495. You have named him Garrett.
496. You start your friends on games like Deus Ex and System Shock II just so you can get them deeper and deeper into the world of Looking Glass and hopefully some day addict them to DromEd.
497. After doing well on an exam, you remind yourself to save both your gamesys and your .MIS file. You then do so.
498. You spent hours finding the Bright texture convertor and then taught yourself to use it so you could put custom textures in your mission.
499. You feel a closeness to the people at your home forum which rivals family ties.
500. After downloading an FM, you immediately open it up in DromEd and loot it for custom objects and textures (of course you ask if you can use them before you release your mission(s)). You then restore your default Thief installation and don't touch the FM for months.
501. You, unlike most people, feel a sense of utter despair upon playing Calendra's Legacy because you know the bar just went up forty-seven feet.
502. You spend vast amounts of time customizing DromEd to your personal preferences, because if things are not perfect you find you cannot build anything.
503. You get sidetracked playing with the AI when you should be building.
504. You have four different installations of Thief, and they are all backed up on data CDs.

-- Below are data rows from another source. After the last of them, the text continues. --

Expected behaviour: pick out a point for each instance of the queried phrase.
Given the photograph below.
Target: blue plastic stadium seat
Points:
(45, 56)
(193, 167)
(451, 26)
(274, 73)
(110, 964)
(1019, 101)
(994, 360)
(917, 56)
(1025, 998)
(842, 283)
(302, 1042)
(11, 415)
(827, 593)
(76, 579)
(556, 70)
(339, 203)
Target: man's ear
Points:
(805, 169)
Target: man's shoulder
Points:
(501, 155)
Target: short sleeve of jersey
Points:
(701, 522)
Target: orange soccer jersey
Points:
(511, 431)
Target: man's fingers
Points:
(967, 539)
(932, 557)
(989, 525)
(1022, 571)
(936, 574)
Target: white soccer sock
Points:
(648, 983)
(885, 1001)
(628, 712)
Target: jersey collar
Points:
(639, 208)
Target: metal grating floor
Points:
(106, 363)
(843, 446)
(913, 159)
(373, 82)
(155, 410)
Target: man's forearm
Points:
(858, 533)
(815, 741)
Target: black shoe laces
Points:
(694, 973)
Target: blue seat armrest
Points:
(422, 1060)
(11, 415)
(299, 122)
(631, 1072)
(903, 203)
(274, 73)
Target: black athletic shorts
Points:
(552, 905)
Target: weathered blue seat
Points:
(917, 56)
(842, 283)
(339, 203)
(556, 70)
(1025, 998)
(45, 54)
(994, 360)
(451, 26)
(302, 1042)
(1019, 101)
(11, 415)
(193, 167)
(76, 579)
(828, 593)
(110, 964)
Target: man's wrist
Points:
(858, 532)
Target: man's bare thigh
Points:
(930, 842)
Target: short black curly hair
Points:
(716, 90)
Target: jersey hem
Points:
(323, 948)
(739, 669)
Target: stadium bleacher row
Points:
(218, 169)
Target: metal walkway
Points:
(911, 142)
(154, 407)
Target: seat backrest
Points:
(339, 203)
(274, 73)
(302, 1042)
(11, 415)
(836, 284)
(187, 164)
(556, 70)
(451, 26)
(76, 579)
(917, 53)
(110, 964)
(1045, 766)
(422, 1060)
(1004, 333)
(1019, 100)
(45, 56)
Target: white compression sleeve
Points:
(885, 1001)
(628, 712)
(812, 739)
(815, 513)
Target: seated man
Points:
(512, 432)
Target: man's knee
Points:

505. You spend hours trying to figure out how to save time doing various tedious DromEd-y tasks.
kfort on 10/10/2002 at 06:23
Quote:
484. When you boot up windows, the first thing you do, every time, is hit WindowsKey > Program Files > Looking Glass Studios > DownArrow > Enter > Enter, and DromEd starts up.
Who needs to do all that? - Just make a desktop shortcut and you're in with two clicks!
506. You have a desktop shortcut for Dromed 1/2, Thief, Thief 2, Darkloader, and every editing tool you can download.
YcatX on 10/10/2002 at 13:55
507: You have stacks of scratch paper with seemingly random numbers all over it.. (used to track obj numbers(xxxx) and abstracts (-xxxx)
508: You never get rid of them because you think you still need them.
MisakaMikoto on 10/10/2002 at 14:14
Quote:
Originally posted by kfort
Who needs to do all that? - Just make a desktop shortcut and you're in with two clicks!509. You use (
http://themeworld.com/cgi-bin/redir.pl/themes/da211.zip) Desktop Architect's "hide desktop icons" function so none of the
Thief background you spent an entire night making is obscured.